Tony Santino went on to play major league baseball for three years with the Milwaukee Braves.
“He was the best,” Todd said of his father, who resides in California. “I knew there was always an expectation when you grew up with a dad who was an All-American, but it was always unspoken. He didn’t put pressure on us.”
Todd and Keely’s choice to take a similar approach with Ryan has paid off. Ryan found his own way.
Ryan’s record-setting performances include a 75-point day in a three-game basketball tournament in San Diego last summer.
“I like baseball and basketball equally,” Ryan said. “I pitched a lot in club and am waiting for high school to see how my arm develops.”

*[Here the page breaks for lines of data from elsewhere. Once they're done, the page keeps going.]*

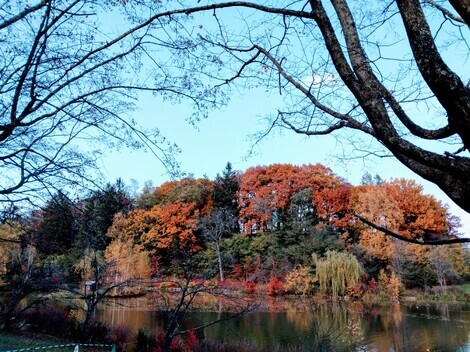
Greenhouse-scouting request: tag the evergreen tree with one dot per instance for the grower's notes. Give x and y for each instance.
(56, 229)
(99, 211)
(225, 191)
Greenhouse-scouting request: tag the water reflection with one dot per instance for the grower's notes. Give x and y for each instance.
(347, 327)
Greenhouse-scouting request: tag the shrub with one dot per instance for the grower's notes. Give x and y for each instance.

“I think playing multiple sports makes him a better athlete. He’s a much better shortstop because he plays basketball,” Todd added.
As he sat next to Ryan on the couch, Todd took the opportunity to compare his son to another star athlete: himself.
“I think he’s a better overall athlete in basketball than I was, but we were both known as shooters. I think he has picked that skill up. I was always a really good control pitcher. He has a very accurate arm from shortstop or on the mound,” he said.
Todd believes that his son has a ton of untapped potential.
“He’s not very mature physically yet. So, to still be able to dominate like he has is impressive,” Todd said. “I think he has the ability to explode as he goes through high school.”
Ryan isn’t the last in the Santino bloodline. His younger brother, 12-year-old A.J., is a cross country runner at Altadena and also plays basketball.